Topic
Home / Pemuda / Mimbar Kampus / Reposisi Gerakan

Reposisi Gerakan

Konten ini adalah kiriman dari pembaca dakwatuna.com. Kirimkan informasi, gagasan, pemikiran, atau pendapat dari Anda dalam bentuk tulisan kepada kami, klik di sini.
Ilustrasi. (inet)
Ilustrasi. (inet)

dakwatuna.com – Gerakan mahasiswa sebagai gerakan intelektual dan moral, bertanggungjawab penuh terhadap usaha perbaikan dan pembenahan masyarakat. Tugas semacam ini bukan tugas yang ringan dan bersifat spontanitas. Gerakan mahasiswa adalah pejalanan jiwa muda, sekaligus pertaruhan antara kompetensi intelektualitas dengan kemapanan moral. GM dalam hal ini, tidak bisa berhenti ketika hanya menjadi mahasiswa, ia harus berkesinambungan dan berjangka panjang. Hingga akhirnya mahasiswa tersebut menjadi masyarakat secara umum, masyarakat seutuhnya tanpa ada lagi titel “pemakluman” yang selama ini disebut Mahasiswa: menjadi pemuda yang terjun ke masyarakatnya.

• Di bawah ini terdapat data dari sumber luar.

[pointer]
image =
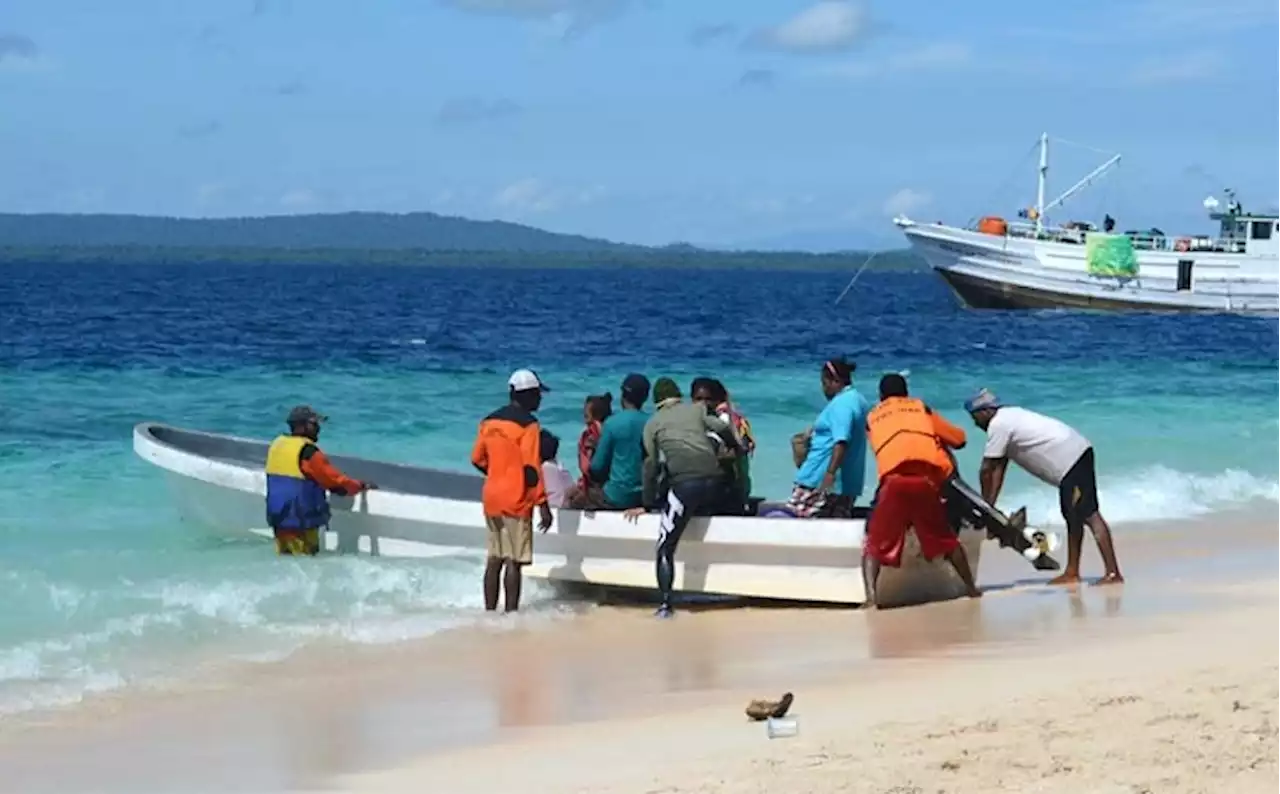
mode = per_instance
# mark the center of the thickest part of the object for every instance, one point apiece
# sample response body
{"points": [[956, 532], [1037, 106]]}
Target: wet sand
{"points": [[960, 696]]}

Sebagai pelaku gerakan, mahasiswa dan pemuda mesti memahami bahwa gerakan tidak hanya dimonopoli oleh kelompok tertentu dan bekerja khusus untuk urusan politis. Perlu adanya reposisi gerakan. Sehingga gerakan mahasiswa dan pemuda mampu menyesuaikan diri dengan ruh zaman. Organisasi-organisasi semacam BEM atau lembaga politis di kampus misalnya – perlu mereorganisasi diri. Mengubah secara reformis arah gerakan sekaligus objek gerakan. Sehingga ia tidak lagi berkutat dan terjebak pada agenda-agenda protes yang membingungkan. Mengapa dikatakan membingungkan? Karena terkadang isu-isu yang kita angkat justru tidak sejalan dengan nalar dan hasrat masyarakat yang dibela. Agenda-agenda demonstrasi harus dibarengi dengan agenda-agenda sosial kemasyarakatan yang lebih bisa dirasakan secara utuh.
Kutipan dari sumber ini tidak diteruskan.